ThunderRW is an in-memory graph random walk engine that significantly improves performance and reduces CPU stalls by employing a novel programming model and execution technique, enabling efficient massive parallel random walks on large graphs.

Contribution

The paper introduces ThunderRW, a novel in-memory engine with a step-centric programming model and step interleaving technique for efficient parallel random walks.

Findings

ThunderRW outperforms existing approaches by an order of magnitude.

Step interleaving reduces CPU pipeline stalls from 73.1% to 15.0%.

Demonstrated effectiveness on PPR, DeepWalk, Node2Vec, and MetaPath algorithms.

Abstract

As random walk is a powerful tool in many graph processing, mining and learning applications, this paper proposes an efficient in-memory random walk engine named ThunderRW. Compared with existing parallel systems on improving the performance of a single graph operation, ThunderRW supports massive parallel random walks.
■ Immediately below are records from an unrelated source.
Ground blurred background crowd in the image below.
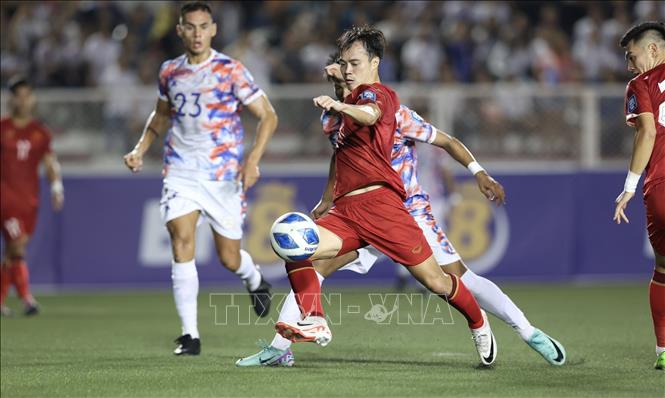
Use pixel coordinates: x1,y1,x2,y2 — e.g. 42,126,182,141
1,1,663,166
2,0,664,90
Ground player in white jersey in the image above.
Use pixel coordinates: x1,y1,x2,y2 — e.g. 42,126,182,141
236,59,566,367
123,2,278,356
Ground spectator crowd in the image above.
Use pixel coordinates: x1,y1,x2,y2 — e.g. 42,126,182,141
2,1,664,91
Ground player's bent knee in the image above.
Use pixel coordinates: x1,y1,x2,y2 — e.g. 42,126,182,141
7,247,26,259
171,238,196,262
423,275,452,296
311,226,344,260
6,241,28,259
171,236,195,249
413,266,452,295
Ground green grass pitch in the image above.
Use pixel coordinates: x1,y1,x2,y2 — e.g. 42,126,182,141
1,283,663,397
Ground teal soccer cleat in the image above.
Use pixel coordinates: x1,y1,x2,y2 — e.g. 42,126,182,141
235,340,295,367
655,351,665,370
527,328,566,366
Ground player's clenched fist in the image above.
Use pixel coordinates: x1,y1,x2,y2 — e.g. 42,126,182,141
123,150,144,173
313,95,345,112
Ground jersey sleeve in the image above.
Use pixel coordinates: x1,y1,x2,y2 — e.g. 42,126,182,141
321,110,342,149
397,106,436,144
625,78,653,127
157,61,172,102
355,86,383,108
355,85,395,127
231,61,265,106
321,110,342,136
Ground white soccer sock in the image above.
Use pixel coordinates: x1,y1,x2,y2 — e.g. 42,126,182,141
271,271,325,351
657,346,665,356
461,270,535,341
172,259,199,339
236,250,262,291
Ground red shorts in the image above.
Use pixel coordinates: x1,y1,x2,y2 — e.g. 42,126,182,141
644,181,665,256
316,187,433,266
0,201,37,242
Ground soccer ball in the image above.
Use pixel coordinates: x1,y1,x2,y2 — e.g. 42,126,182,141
270,212,320,262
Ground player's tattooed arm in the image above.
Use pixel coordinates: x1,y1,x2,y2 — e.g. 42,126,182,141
124,99,171,173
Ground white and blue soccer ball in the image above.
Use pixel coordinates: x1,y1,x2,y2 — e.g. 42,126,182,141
270,212,320,262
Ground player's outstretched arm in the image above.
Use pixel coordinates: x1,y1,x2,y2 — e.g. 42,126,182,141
43,152,64,211
430,130,505,205
124,99,171,173
312,154,336,219
242,95,278,190
614,113,657,224
313,96,381,126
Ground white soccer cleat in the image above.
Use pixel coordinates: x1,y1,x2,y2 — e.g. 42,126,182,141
275,315,332,347
470,310,497,366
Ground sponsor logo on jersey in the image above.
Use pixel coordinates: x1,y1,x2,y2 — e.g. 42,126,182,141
360,90,377,102
627,94,638,113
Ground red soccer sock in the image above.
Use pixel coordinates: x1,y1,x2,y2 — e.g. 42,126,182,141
9,258,35,305
442,274,484,329
650,269,665,348
0,263,11,306
286,260,324,318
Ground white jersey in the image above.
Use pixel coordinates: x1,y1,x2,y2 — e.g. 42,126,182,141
158,49,264,181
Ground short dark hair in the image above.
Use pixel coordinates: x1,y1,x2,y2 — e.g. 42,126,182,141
180,1,212,20
620,21,665,47
7,75,31,94
336,25,386,60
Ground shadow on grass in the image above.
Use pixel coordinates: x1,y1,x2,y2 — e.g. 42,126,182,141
292,355,481,369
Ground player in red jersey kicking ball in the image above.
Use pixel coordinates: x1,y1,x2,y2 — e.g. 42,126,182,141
275,26,497,366
613,21,665,370
1,76,64,316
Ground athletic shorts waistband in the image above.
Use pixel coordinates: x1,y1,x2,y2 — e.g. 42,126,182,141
334,186,398,206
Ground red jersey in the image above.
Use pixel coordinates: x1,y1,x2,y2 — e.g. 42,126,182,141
333,82,405,201
624,63,665,195
0,117,53,208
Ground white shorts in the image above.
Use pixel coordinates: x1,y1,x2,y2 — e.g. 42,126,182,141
339,209,461,274
159,175,246,240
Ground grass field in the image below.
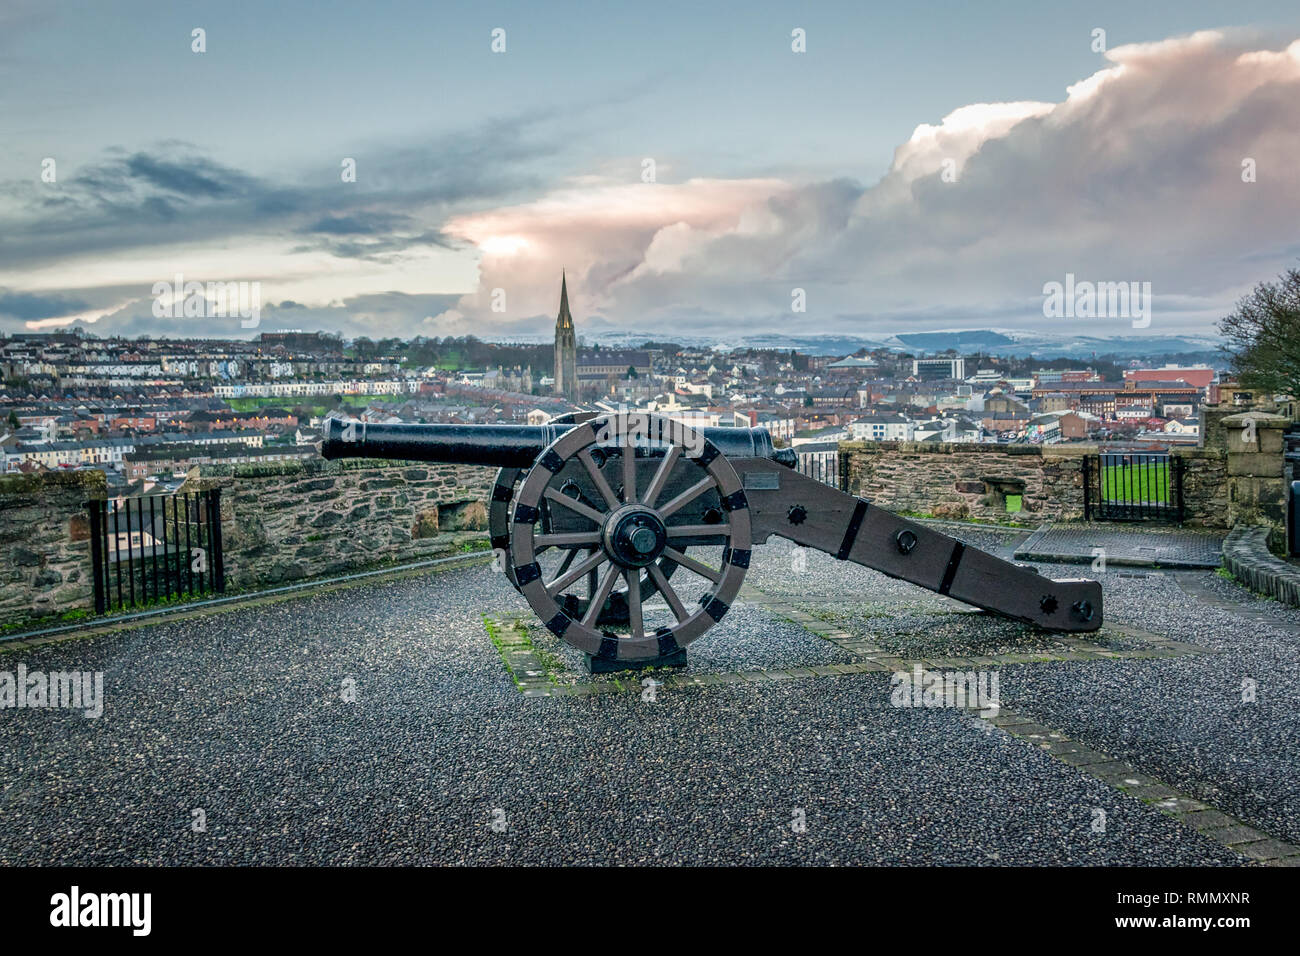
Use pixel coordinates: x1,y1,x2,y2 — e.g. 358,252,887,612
226,395,397,416
1101,462,1171,504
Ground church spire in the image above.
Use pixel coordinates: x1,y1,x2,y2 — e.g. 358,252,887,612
554,271,577,400
557,270,573,329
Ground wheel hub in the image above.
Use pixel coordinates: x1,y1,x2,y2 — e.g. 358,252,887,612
603,506,668,568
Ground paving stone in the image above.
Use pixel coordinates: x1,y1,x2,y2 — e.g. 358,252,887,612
1113,772,1160,786
1124,784,1179,800
1200,824,1266,845
1007,724,1053,738
1088,761,1139,779
1041,740,1085,756
1153,797,1210,813
1059,749,1112,767
1014,525,1225,568
1232,839,1297,861
999,724,1043,737
987,715,1027,727
1180,809,1235,830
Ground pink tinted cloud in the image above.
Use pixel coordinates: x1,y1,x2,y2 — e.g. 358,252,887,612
442,30,1300,335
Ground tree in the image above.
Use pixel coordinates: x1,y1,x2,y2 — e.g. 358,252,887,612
1219,265,1300,396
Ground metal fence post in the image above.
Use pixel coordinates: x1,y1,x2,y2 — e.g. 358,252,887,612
210,488,226,593
1083,455,1092,521
87,500,105,614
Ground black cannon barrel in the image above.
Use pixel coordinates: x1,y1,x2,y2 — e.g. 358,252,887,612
320,418,793,467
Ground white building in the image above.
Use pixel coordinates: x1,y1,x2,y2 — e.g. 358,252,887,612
849,413,915,442
912,357,966,381
212,380,420,398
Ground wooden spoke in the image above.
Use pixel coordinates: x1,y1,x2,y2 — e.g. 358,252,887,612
666,523,732,539
647,561,688,621
622,446,637,504
578,448,620,510
663,547,722,583
641,444,680,509
554,547,579,577
658,476,715,519
624,569,644,639
581,563,621,628
543,486,605,524
546,549,605,596
534,531,602,549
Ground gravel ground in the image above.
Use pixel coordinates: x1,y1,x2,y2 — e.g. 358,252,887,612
749,536,1145,657
788,601,1148,658
1194,567,1300,627
745,530,1027,601
995,568,1300,847
0,543,1276,866
749,540,1300,847
529,598,853,681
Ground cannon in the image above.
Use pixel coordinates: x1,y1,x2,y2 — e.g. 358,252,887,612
322,413,1101,668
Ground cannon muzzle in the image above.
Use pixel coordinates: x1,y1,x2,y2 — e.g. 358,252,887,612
320,418,795,468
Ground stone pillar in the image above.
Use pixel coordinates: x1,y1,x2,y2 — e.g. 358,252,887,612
0,469,105,624
1222,411,1288,538
1200,403,1232,452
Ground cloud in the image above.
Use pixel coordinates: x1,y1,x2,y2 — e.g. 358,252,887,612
0,288,91,321
122,152,258,200
8,30,1300,341
301,213,413,236
39,291,469,341
436,30,1300,337
0,116,560,281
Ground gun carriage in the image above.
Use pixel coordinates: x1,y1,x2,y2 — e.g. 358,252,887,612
323,413,1101,668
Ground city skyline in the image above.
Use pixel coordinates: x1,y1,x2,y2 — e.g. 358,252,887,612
2,1,1300,341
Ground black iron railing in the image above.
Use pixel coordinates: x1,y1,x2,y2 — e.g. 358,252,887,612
87,489,225,614
1084,452,1183,522
796,450,841,490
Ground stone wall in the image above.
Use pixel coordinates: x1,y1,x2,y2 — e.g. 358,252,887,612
1180,449,1232,528
1223,524,1300,605
0,470,105,626
180,458,495,592
839,441,1230,528
840,441,1077,522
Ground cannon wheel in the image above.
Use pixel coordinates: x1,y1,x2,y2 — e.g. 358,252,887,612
488,413,683,612
509,413,750,662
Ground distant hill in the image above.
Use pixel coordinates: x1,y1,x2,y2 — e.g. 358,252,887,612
527,327,1224,362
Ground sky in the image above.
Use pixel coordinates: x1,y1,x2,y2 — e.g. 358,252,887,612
2,0,1300,342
The core design of ThunderRW is motivated by our profiling results: common RW algorithms have as high as 73.1% CPU pipeline slots stalled due to irregular memory access, which suffers significantly more memory stalls than the conventional graph workloads such as BFS and SSSP. To improve the memory efficiency, we first design a generic step-centric programming model named Gather-Move-Update to abstract different RW algorithms. Based on the programming model, we develop the step interleaving technique to hide memory access latency by switching the executions of different random walk queries. In our experiments, we use four representative RW algorithms including PPR, DeepWalk, Node2Vec and MetaPath to demonstrate the efficiency and programming flexibility of ThunderRW. Experimental results show that ThunderRW outperforms state-of-the-art approaches by an order of magnitude, and the step interleaving technique significantly reduces the CPU pipeline stall from 73.1% to 15.0%.